It should be noted that out of 10 people that reported problems only one person chose to reply and after 4 hours waiting no reply occurred. If you are having problems maybe you should order a kit from www.DVRupgrade.com that comes with a new hard drive formatted with 6.4a. That should fix 99% of the problems. If you still have problems http://www.ccscorporation.net/dss.htm can fix it for $100.00. good luck


----------



## akaMelissa (Apr 3, 2004)

rbtravis said:


> Do you have four on the same channel or four on different channels showing reruns of the same program? Have you set your season passes to first run only or are they set to all programs? Checked your post on the poll thread. Have you tried deleting and resetting the season passes and does the duplicating reappear?


I have two set for CBS and two set for TNT. CBS is first run only. I have deleted and reset. Today I noticed that Criminal Minds NEW RESET season pass will not record. Had to set yet another new one. I don't know if its just me since I did not upgrade until after the problem occurred but I'm still having problems.

Tomorrow when I am off I am writing down every single pass I have and deleting and reentering all of them. Although today when I did a search of Without A Trace I saw that there were only three listed instead of four like last time (One with no channel listing, one for CBS and one for TNT). I don't know if this is just me or what.

Sorry it took me so long to respond. Life, work and stuff. I've been a member for a long time not just a flake, just haven't really been active for awhile.

Edited to add: Oh, please don't let my problems stop you from ordering. I'm starting to think I may be one of the few having problems after upgrading and resetting SPs.


----------



## rbtravis (Aug 9, 2005)

AKAMelissa:
How old is your hard drive? Could it be going bad? They only have an expected life of between 3 to 5 years. TiVos are hard on drives, running them 24 hours a day, 365ays a year. Hope that helps. Good Luck ps. www.mfslive.org does have a drive testing routine called dd_rescue . it is free and may tell you if your drive is having problems.


----------



## akaMelissa (Apr 3, 2004)

This may be my non blond hair talking but how would my hard drive going bad have anything to do with season passes? If I even felt it was the hard drive I have two back up D-tivos sitting in the closet waiting to be called to order. Either for their hard drive or for their whole package. I've been around along time, I've experienced hard drive failure. This isn't hard drive failure. This is Directv doing something with the ID's of the shows (my guess). 

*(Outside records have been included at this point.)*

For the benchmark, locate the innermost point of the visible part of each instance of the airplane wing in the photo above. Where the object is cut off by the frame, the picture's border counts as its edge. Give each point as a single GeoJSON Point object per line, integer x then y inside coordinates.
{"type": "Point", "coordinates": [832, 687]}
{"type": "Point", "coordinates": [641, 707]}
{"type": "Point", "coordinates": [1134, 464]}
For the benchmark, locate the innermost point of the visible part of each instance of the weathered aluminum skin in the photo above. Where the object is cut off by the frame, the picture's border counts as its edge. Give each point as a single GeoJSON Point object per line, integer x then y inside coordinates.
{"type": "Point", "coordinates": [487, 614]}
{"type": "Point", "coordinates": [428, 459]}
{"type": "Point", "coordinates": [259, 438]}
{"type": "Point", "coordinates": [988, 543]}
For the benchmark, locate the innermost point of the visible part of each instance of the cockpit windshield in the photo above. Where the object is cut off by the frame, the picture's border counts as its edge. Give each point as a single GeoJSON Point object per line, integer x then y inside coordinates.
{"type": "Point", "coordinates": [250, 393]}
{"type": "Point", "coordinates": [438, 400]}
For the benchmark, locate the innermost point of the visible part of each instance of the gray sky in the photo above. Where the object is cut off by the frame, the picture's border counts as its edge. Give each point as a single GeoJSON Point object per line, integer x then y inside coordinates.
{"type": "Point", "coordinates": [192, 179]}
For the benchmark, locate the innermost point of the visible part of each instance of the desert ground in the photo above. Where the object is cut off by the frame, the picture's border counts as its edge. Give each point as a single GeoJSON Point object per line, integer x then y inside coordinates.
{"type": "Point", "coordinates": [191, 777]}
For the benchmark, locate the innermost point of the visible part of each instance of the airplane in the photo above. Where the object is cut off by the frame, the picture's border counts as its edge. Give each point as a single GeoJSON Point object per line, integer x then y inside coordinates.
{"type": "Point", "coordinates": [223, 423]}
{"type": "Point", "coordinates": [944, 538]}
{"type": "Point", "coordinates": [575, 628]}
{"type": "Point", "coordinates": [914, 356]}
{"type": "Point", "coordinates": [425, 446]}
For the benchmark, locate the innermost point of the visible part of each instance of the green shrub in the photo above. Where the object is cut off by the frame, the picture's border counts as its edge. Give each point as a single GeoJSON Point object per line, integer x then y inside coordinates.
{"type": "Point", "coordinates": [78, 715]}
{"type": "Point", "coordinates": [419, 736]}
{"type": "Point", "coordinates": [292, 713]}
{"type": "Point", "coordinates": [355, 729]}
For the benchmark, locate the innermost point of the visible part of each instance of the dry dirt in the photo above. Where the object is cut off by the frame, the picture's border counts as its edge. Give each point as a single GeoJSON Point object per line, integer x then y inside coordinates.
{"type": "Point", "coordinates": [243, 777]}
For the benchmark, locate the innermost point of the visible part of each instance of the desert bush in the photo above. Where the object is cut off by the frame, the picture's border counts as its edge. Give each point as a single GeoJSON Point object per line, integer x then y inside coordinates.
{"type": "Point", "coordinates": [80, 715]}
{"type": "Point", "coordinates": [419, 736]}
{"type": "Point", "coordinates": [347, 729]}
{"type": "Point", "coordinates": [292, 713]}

When I was a really really really newbie to Tivo I did a clear and delete at the suggestion of a CSR. Didn't fix the problem and I don't know of one problem that it really does fix but I'm getting to the point of trying it.


----------



## rbtravis (Aug 9, 2005)

Directv has been having problems with guide data but that problem is resolving itself.
http://www.tivocommunity.com/tivo-vb/showthread.php?p=6709760#post6709760
The Directv Tivo only has 4 parts, the motherboard, the front panel, the power supply,and the hard disk. Too many copies of 6.4a are in use to only have 1 person reporting this problem in the poll. Power supply is working or you could not watch TV. The only thing left as a point of possible failure is the disk, so why not test it and see if it may be the problem. I believe the test is non destructive so it should not hurt your saved programs. By the way you never told us how old the drive is? The date of manufacture is on the drive label on top of the drive.


----------



## sk33t3r (Jul 9, 2003)

How about this, is it possible to stay with 6.2a? If so how would one go about ensuring the new show codes are up to date enabling season passes to function?


----------



## tivoupgrade (Sep 27, 2000)

sk33t3r said:


> How about this, is it possible to stay with 6.2a? If so how would one go about ensuring the new show codes are up to date enabling season passes to function?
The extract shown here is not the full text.